The Land We Shouldn't Have
For the upright will inhabit the land, and those with integrity will remain in it, 22 but the wicked will be cut off from the land, and the treacherous will be rooted out of it. Pr 2:21–22.
In my devotional time I’m reading through Joshua. It’s brutal. I am on the section where Joshua and his army are going through each tribe and utterly destroying them. Nobody left. Man, woman, child. The whole of it is devoted to destruction.
I would prefer a much more sanitized version where a big pickle named Larry marches around a wall and those French peas get their comeuppance. (If you haven’t watched Veggie Tales you’re probably really confused right now). This isn’t a sanitized version. This is brutal. And I don’t think we can really escape behind saying that Joshua and his dudes were bloodthirsty tyrants who wanted to conquer land and then later on blamed God for it.
I mean, you can go that route—but you’re now guilty of doing the same thing to the text that Joshua did to the Canaanites. We have to wrestle with passages like this. To make it even more difficult you’ve got a verse like Joshua 11:20,
20 For it was the Lord’s doing to harden their hearts that they should come against Israel in battle, in order that they should be devoted to destruction and should receive no mercy but be destroyed, just as the Lord commanded Moses.
I don’t have a simple answer for all of this. But I think I can get in the ballpark of what is happening here. I think the answer is found at the end of Joshua 11:23. “…And the land had rest from war.” Somehow, that is where all of this is heading. Proverbs 2:21-22, written quite a few years after the conquest, is also part of the answer.
“The land” is a reference to the Promised Land. That goes back to the promise to Abraham—which really goes back to the Garden of Eden. When the first couple was cast out of the garden it’s a picture of what you read in Proverbs 2:22. The wicked are “cut off from the land”. They are divested of their inheritance. They now must live where the wild things are.
But God’s grace is great. God pursues humanity in the wilderness. One of the threads that runs throughout the Bible is God’s work to bring us back into the land. It culminates in the new heaven and new earth. God is rescuing a people, giving them purpose, and planting them in a place. But it sure is bumpy getting there.
I don’t know what to make of all the slain bodies which once inhabited the promised land. Yeah, I can hide behind some theological explanations but at the end of the day, if I’m honest, it still leaves me a bit unsettled. And it should. What leaves me really unsettled is that I’m not one who is “upright” or who has “integrity”. I’m the wicked and the treacherous.
I don’t deserve the land. Neither do you. None of us do. That is also part of the story of the Old Testament. It’s why you see the people of Israel booted out of the land and cast into exile. It’s why you see them come back into the land and then ultimately reject the Messiah. And it’s why you see the destruction of the temple in 70AD and the global purpose of God begin to unravel even more.

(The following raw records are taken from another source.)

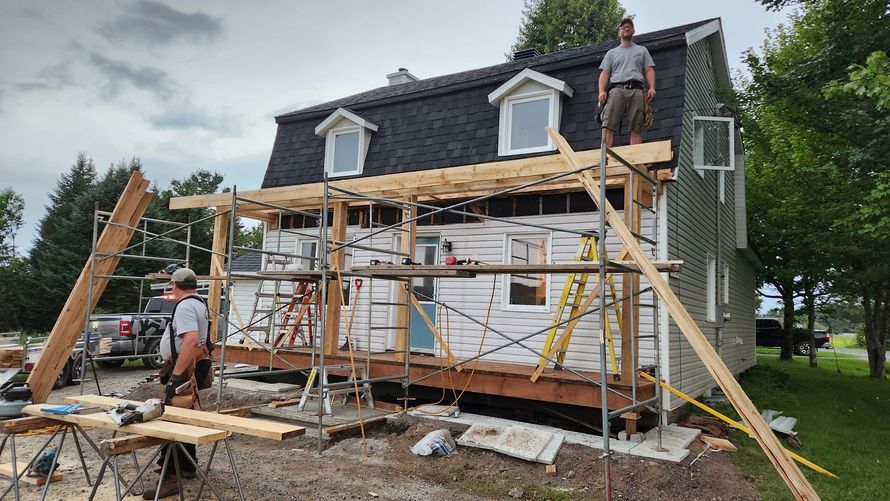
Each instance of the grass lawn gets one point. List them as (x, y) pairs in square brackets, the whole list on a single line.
[(842, 425)]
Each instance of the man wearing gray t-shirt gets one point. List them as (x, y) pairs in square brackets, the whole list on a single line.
[(624, 71)]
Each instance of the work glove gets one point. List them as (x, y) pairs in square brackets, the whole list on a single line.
[(176, 380)]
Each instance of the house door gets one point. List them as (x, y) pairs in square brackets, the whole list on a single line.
[(426, 252)]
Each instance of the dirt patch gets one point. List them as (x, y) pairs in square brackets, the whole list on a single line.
[(293, 470)]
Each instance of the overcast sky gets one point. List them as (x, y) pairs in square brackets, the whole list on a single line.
[(186, 85)]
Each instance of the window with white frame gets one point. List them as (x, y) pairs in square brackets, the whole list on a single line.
[(713, 143), (347, 139), (529, 102), (527, 291), (711, 296)]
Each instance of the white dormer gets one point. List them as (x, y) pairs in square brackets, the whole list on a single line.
[(529, 102), (347, 137)]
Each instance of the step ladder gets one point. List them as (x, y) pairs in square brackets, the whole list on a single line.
[(312, 389), (573, 295)]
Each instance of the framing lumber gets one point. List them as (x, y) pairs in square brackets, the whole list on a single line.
[(790, 473), (217, 267), (397, 270), (57, 348), (630, 284), (160, 429), (429, 323), (567, 332), (403, 317), (335, 289), (441, 181), (176, 415)]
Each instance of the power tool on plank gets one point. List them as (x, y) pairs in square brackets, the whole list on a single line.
[(126, 413)]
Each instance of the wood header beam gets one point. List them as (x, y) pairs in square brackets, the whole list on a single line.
[(440, 181)]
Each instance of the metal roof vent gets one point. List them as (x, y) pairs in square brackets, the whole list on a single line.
[(401, 76), (526, 53)]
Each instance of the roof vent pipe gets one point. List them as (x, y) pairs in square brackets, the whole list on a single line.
[(400, 77), (526, 53)]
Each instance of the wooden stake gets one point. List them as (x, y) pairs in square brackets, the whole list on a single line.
[(791, 474)]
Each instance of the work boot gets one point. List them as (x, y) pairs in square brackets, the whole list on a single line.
[(168, 487)]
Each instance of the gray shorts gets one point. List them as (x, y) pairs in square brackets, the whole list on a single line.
[(624, 103)]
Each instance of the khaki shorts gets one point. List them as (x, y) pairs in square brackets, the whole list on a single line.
[(624, 103)]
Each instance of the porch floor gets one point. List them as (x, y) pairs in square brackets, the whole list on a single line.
[(484, 377)]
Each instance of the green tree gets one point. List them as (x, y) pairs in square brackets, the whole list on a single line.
[(824, 157), (552, 25), (11, 207)]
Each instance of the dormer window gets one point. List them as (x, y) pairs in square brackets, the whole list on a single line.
[(347, 137), (529, 102)]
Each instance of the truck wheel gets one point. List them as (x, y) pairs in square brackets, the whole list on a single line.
[(110, 364), (156, 361)]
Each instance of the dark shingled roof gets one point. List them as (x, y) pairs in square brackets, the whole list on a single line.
[(447, 121)]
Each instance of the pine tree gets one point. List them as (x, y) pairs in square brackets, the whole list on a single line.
[(551, 25)]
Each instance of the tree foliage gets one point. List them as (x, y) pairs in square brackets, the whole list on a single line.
[(552, 25), (819, 190)]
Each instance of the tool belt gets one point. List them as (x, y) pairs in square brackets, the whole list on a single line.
[(630, 84)]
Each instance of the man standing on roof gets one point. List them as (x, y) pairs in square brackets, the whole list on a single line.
[(184, 347), (621, 84)]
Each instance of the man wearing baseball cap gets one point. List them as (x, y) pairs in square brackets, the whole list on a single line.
[(626, 71), (187, 360)]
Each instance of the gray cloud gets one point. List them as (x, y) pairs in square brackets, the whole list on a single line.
[(184, 116), (153, 80), (54, 77), (152, 23)]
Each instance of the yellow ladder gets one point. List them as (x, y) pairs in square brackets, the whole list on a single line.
[(576, 284)]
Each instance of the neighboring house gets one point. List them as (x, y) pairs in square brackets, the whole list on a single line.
[(498, 113)]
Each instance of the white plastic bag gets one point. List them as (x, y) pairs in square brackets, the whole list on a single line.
[(435, 443)]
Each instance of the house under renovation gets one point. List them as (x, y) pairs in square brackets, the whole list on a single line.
[(491, 295)]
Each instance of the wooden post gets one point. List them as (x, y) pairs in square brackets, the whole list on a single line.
[(335, 288), (630, 284), (69, 325), (217, 268), (798, 484), (403, 316)]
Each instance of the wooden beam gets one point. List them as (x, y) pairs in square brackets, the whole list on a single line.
[(271, 430), (422, 182), (160, 429), (790, 473), (429, 323), (403, 315), (396, 270), (69, 325), (123, 445), (335, 289), (218, 268)]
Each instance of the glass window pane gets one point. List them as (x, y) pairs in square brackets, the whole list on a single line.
[(712, 143), (527, 122), (528, 289), (346, 152)]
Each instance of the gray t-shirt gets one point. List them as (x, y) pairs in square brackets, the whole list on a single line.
[(191, 315), (627, 63)]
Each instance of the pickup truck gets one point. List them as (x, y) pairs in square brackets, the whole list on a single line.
[(770, 333), (134, 335)]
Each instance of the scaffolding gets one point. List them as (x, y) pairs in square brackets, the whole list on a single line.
[(327, 271)]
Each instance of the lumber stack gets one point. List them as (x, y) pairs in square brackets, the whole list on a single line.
[(11, 357), (69, 325), (790, 473)]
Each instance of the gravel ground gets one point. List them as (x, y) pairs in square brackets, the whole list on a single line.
[(292, 470)]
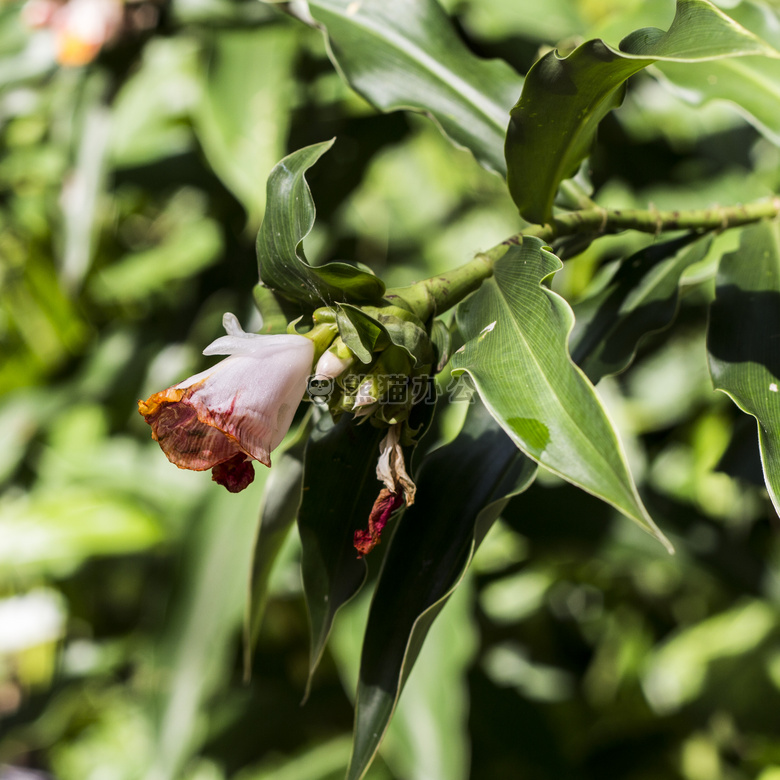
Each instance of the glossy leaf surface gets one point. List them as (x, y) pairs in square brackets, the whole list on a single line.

The only one who is upright and truly has integrity is the Lord Jesus. He inherits the land. We don’t. Our only hope is that we’re connected to Him—through His graciously drawing us to himself. He’s the Boaz who becomes our kinsman Redeemer. And because of our union with Him—His home becomes our own. I don’t get that. I don’t understand why I’m not one of the slain bodies in the wilderness.
Grace is really the only answer that I have.
And I don’t really understand it. I don’t think I’m meant to. This is why John would say in 1 John 3:1, “What other worldly love is this that we would be called children of God, and so we are”. I marvel at this. We inherit what we didn’t earn.